Chetan Phull is the founder of Smartblock Law Professional Corporation, a law firm in Toronto focused in blockchain, data privacy, IT contracts, and litigation. He is also an international speaker on cross-border legal management of blockchain operations. He has delivered blockchain law seminars for the Dubai government, and has upcoming seminars in London, Frankfurt, Dubai, and Abu Dhabi. He is a blockchain law instructor with the Blockchain Hub at York University, and an expert legal panelist at various industry events. Chetan has been published or quoted in several magazines on cryptocurrency issues, including the Canadian Bar Association National Magazine, Law Times, Canadian Lawyer Magazine, and Bitcoin Magazine.
What are the main regulations that exist in your region if you’d like to launch an STO/ICO?
Securities law in Ontario is governed primarily by the Securities Act, RSO 1990, c S.5.
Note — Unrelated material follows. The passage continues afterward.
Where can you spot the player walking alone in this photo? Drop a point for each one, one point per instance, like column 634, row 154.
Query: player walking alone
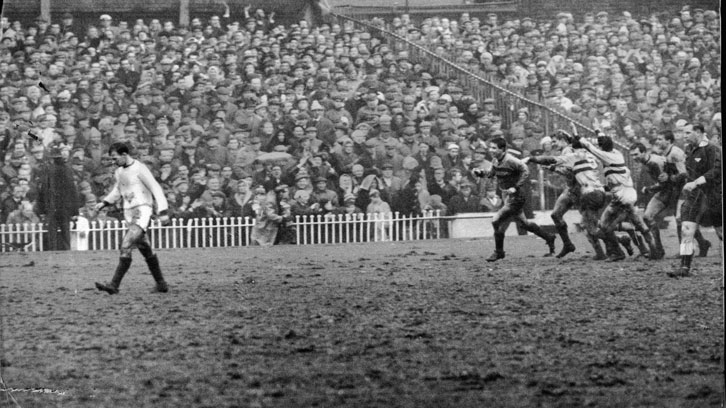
column 137, row 187
column 702, row 191
column 511, row 175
For an overview of the securities regulatory landscape in Ontario, see the Smartblock Law article, “Overview of Securities Regulation in Canada,” which is part 1 of the Smartblock Law Guide to Security Tokens, OTC Trades, Prospectus Exemptions, and Registration.
There are a multitude of other regulations that must also be considered prior to launching an STO/ICO.
For example, consider Canada’s virtual currency regulations, which will be embedded within federal anti-money laundering legislation in due course. These regulations are presently in draft, but they may come in force by the time a given STO/ICO is launched.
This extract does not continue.